Medium, launched in 2012, was designed from its founding to avoid the engagement-metric trap that Williams had observed destroy Twitter's editorial quality. In a widely discussed 2019 post, Williams wrote that Twitter's algorithmic amplification of outrage and controversy--driven by the platform's optimization for engagement metrics (likes, retweets, time-on-site)--had produced a product that was systematically rewarding the most emotionally inflammatory content. Medium's original design attempted to reward quality and depth rather than virality, using a reader-time metric (total minutes of reading) rather than click counts or social sharing as its primary quality signal.
The Medium experiment has produced mixed results that are themselves instructive. The platform has cycled through multiple business models--advertising, subscription, platform fees for publications--and has not achieved the financial sustainability Williams sought. But the underlying research question Williams was pursuing--whether a content platform designed around quality metrics rather than engagement metrics can be commercially viable--has generated substantial evidence. A 2018 analysis by Meehan Crist and Tim Requarth in The Nation examined Medium's editorial trajectory and documented that optimizing for reading time rather than clicks did produce measurably different editorial behavior among writers, with fewer clickbait headlines and longer average article length, but did not resolve the fundamental tension between what readers engage with most and what advertisers pay most to reach. The case illustrates both the genuine difficulty of escaping the metric trap in ad-supported media and the value of founder-led experimentation with alternative measurement frameworks.

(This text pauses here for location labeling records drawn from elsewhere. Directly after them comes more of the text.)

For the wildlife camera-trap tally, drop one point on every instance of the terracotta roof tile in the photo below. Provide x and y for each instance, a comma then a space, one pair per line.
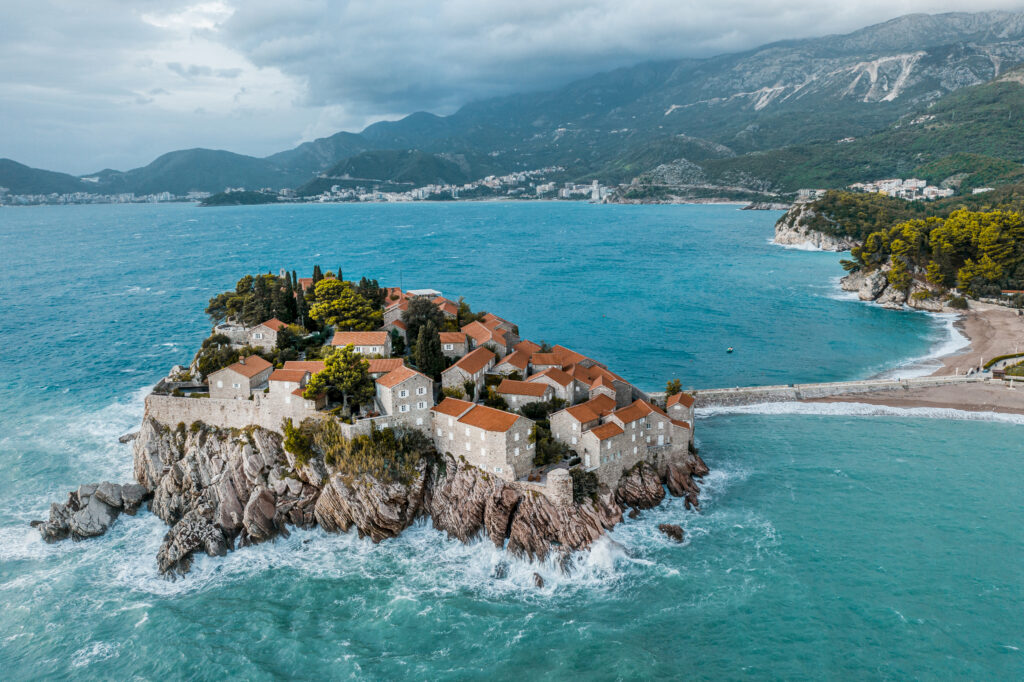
395, 377
554, 374
383, 365
312, 367
489, 419
684, 399
452, 407
359, 338
474, 360
517, 359
453, 337
512, 387
273, 324
249, 367
295, 376
605, 431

Frequently Asked Questions
Why did Quibi fail despite $1.75B funding?
Wrong product-market fit, pandemic timing, no social features in social-first world, and expensive celebrity content users didn't want.
What caused WeWork's collapse?
Unsustainable unit economics disguised as tech company, founder conflicts of interest, and business model exposed when scrutinized for IPO.
Why did Juicero fail?
$400 wifi-connected juicer that journalists showed could be replaced by hand-squeezing—overengineered solution to non-problem.
What was Webvan's mistake?
Built expensive infrastructure before proving model, expanded too fast, and couldn't achieve unit economics before running out of money.
Why did Color fail despite $41M?
Launched without clear value proposition, complex product nobody understood, and raised too much too early creating pressure for moonshot.
What patterns emerge in startup failures?
No product-market fit, running out of money, getting outcompeted, poor timing, team problems, and pivoting too late or too often.
Can funding cause startup failure?
Yes—too much money too early enables bad decisions, avoids discipline, and creates pressure for outcomes that justify valuation.
What can founders learn from failures?
Validate assumptions early, focus on customers not fundraising, maintain unit economics, build great teams, and be willing to pivot.